While attending a marriage seminar dealing with communication, Tom and his wife Grace listened to the instructor say, "It is essential that husbands and wives know the things that are important to each other." He then addressed the men: "Can you describe your wife's favorite flower?"
Tom leaned over, touched his wife's arm gently, and
whispered, "It's Pillsbury, isn't it?"

The rest of the story gets rather ugly, so I'll stop right here.


WORDS

 A husband read an article to his wife about how many words women use a day: 30,000 to a man's 15,000. The wife replied, "The reason has to be because we have to repeat everything to men."

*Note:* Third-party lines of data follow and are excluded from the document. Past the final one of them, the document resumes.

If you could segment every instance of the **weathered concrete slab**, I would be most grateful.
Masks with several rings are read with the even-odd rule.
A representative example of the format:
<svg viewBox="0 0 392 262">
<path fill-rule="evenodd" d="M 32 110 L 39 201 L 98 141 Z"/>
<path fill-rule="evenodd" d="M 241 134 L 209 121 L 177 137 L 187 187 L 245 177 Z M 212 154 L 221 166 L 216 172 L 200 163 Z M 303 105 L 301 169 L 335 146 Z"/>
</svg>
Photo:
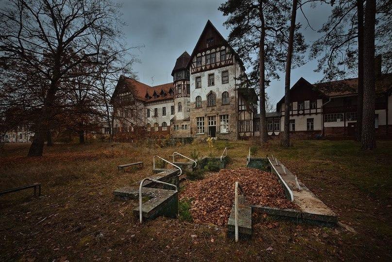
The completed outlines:
<svg viewBox="0 0 392 262">
<path fill-rule="evenodd" d="M 143 203 L 142 208 L 143 220 L 152 220 L 158 216 L 175 218 L 178 210 L 178 193 L 172 190 L 157 190 L 152 198 Z M 134 209 L 135 216 L 139 217 L 139 212 L 138 206 Z"/>
<path fill-rule="evenodd" d="M 227 223 L 227 235 L 230 238 L 235 237 L 235 215 L 233 204 Z M 238 233 L 239 237 L 243 239 L 252 236 L 252 207 L 242 195 L 238 196 Z"/>
</svg>

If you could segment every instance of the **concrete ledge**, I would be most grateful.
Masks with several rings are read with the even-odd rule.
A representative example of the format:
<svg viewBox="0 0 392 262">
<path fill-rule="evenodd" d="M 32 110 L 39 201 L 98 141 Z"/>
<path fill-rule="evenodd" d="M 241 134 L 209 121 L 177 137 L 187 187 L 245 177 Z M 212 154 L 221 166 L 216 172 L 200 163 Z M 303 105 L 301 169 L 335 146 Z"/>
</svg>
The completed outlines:
<svg viewBox="0 0 392 262">
<path fill-rule="evenodd" d="M 227 236 L 235 237 L 235 211 L 233 204 L 227 223 Z M 249 239 L 252 236 L 252 207 L 245 197 L 238 196 L 238 233 L 239 238 Z"/>
</svg>

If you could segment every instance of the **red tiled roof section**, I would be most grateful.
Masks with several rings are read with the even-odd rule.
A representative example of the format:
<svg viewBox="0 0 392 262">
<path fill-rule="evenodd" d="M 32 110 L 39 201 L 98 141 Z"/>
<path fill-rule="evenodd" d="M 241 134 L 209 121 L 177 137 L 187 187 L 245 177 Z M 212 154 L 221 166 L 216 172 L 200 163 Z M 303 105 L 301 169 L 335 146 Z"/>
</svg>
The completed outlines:
<svg viewBox="0 0 392 262">
<path fill-rule="evenodd" d="M 354 95 L 358 93 L 358 78 L 314 84 L 314 86 L 328 96 Z M 385 93 L 392 88 L 392 73 L 381 75 L 375 82 L 376 93 Z"/>
<path fill-rule="evenodd" d="M 136 98 L 143 101 L 156 101 L 157 100 L 162 100 L 174 97 L 174 95 L 170 95 L 169 90 L 170 87 L 173 88 L 173 83 L 168 83 L 163 85 L 159 85 L 154 87 L 150 87 L 148 85 L 143 84 L 132 78 L 125 78 L 125 81 L 127 87 L 129 89 L 133 89 L 135 90 L 135 94 Z M 162 90 L 166 94 L 164 96 L 161 96 Z M 153 97 L 154 91 L 158 95 L 157 98 Z M 146 99 L 146 95 L 148 93 L 151 97 L 150 99 Z"/>
</svg>

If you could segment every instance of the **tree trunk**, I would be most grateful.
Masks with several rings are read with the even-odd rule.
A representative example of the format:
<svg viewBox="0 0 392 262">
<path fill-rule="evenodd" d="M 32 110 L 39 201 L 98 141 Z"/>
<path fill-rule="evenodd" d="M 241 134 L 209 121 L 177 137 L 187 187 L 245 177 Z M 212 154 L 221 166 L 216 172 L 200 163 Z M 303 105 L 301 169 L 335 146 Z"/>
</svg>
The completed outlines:
<svg viewBox="0 0 392 262">
<path fill-rule="evenodd" d="M 79 131 L 79 144 L 83 144 L 85 143 L 85 130 L 80 130 Z"/>
<path fill-rule="evenodd" d="M 363 26 L 363 111 L 361 143 L 362 149 L 364 150 L 375 148 L 375 0 L 368 0 L 365 9 L 365 23 Z"/>
<path fill-rule="evenodd" d="M 358 98 L 356 139 L 361 140 L 363 106 L 363 0 L 357 0 L 358 13 Z"/>
<path fill-rule="evenodd" d="M 281 145 L 290 146 L 290 75 L 291 70 L 294 32 L 295 30 L 295 19 L 297 16 L 298 0 L 293 0 L 291 10 L 290 32 L 289 35 L 289 44 L 287 47 L 287 58 L 286 62 L 286 76 L 285 76 L 285 120 L 283 137 L 281 136 Z"/>
<path fill-rule="evenodd" d="M 51 132 L 50 129 L 48 129 L 48 132 L 46 133 L 46 145 L 48 146 L 53 145 L 53 140 L 51 138 Z"/>
<path fill-rule="evenodd" d="M 264 41 L 265 39 L 265 27 L 264 16 L 263 13 L 263 3 L 260 4 L 259 16 L 261 21 L 261 34 L 259 43 L 259 70 L 260 79 L 260 141 L 261 145 L 267 143 L 267 119 L 265 116 L 265 61 L 264 59 Z"/>
</svg>

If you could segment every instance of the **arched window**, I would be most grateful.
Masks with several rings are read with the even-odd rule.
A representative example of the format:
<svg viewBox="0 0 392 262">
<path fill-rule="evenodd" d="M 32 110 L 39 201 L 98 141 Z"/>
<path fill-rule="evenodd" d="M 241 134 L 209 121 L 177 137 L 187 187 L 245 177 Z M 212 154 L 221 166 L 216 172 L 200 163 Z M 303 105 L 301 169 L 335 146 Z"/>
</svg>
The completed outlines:
<svg viewBox="0 0 392 262">
<path fill-rule="evenodd" d="M 229 100 L 229 92 L 223 92 L 222 93 L 222 105 L 228 105 L 230 104 Z"/>
<path fill-rule="evenodd" d="M 168 124 L 166 122 L 162 122 L 162 131 L 167 131 L 168 130 Z"/>
<path fill-rule="evenodd" d="M 216 105 L 217 96 L 213 93 L 210 93 L 207 96 L 207 105 L 212 106 Z"/>
<path fill-rule="evenodd" d="M 196 107 L 197 108 L 202 107 L 202 97 L 200 96 L 196 97 Z"/>
</svg>

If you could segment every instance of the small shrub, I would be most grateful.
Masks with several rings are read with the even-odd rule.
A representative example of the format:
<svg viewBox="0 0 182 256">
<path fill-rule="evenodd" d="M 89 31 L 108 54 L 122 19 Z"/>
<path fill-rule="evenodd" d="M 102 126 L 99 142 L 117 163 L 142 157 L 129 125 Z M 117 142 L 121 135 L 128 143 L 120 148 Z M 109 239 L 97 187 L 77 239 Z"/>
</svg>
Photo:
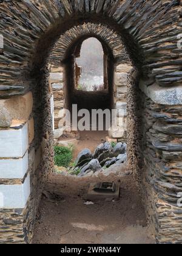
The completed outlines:
<svg viewBox="0 0 182 256">
<path fill-rule="evenodd" d="M 67 168 L 73 159 L 72 148 L 55 147 L 55 165 L 58 166 Z"/>
</svg>

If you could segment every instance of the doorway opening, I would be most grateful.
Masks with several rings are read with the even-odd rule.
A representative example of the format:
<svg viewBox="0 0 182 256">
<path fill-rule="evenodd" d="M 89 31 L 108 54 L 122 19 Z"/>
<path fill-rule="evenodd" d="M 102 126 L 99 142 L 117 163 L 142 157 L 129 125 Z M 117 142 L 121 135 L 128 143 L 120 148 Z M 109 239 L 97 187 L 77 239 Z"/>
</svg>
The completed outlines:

The husband then turned to his wife and asked, "What?"


Age Activated Attention Deficit Disorder.

This is how it manifests:

I decide to water my garden.

As I turn on the hose in the driveway, I look over at my car and decide my car needs washing.

As I start toward the garage, I notice that there is mail on the porch table that I brought up from the mailbox earlier.

I decide to go through the mail before I wash the car.

I lay my car keys down on the table, put the junk mail in the garbage can under the table, and notice that the can is full.

So, I decide to put the bills back on the table and take out the garbage first.

But then I think, since I'm going to be near the mailbox when I take out the garbage anyway, I may as well pay the bills first.

I take my checkbook off the table, and see that there is only one check left.

My extra checks are in my desk in the study, so I go inside the house to my desk where I find the can of Coke that I had been drinking.

I'm going to look for my checks, but first I need to push the Coke aside so that I don't accidentally knock it over.
I realize the Coke is getting warm, and I decide I should put it in the refrigerator to keep it cold.

As I head toward the kitchen with the Coke, a vase of flowers on the counter catches my eye--they need to be watered.

I set the Coke down on the counter, and I discover my reading glasses that I've been searching for all morning.

I decide I better put them back on my desk, but first I'm going to water the flowers

I set the glasses back down on the counter, fill a container with water and suddenly I spot the TV remote. Someone left it on the kitchen table.

I realize that tonight when we go to watch TV, I will be looking for the remote, but I won't remember that it's on the kitchen table, so I decide to put it back in the den where it belongs, but first I'll water the flowers.

I pour some water in the flowers, but quite a bit of it spills on the floor.

So, I set the remote back down on the table, get some towels and wipe up the spill.

Then I head down the hall trying to remember what I was planning to do.

At the end of the day:

The driveway is flooded, the car isn't washed, the bills aren't paid, there is a warm can of Coke sitting on the counter, there is still only one check in my check book, I can't find the remote, I can't find my glasses, and I don't remember what I did with the car keys.

Then when I try to figure out why nothing got done today, I'm really baffled because I know I was busy all day long, and I'm really tired.

I realize this is a serious problem, and I'll try to get some help for it, but first I'll check my e-mail.

Do me a favor, will you? Forward this message to everyone you know, because I don't remember to whom it has been sent.

Don't laugh -- if this isn't you yet, your day is coming!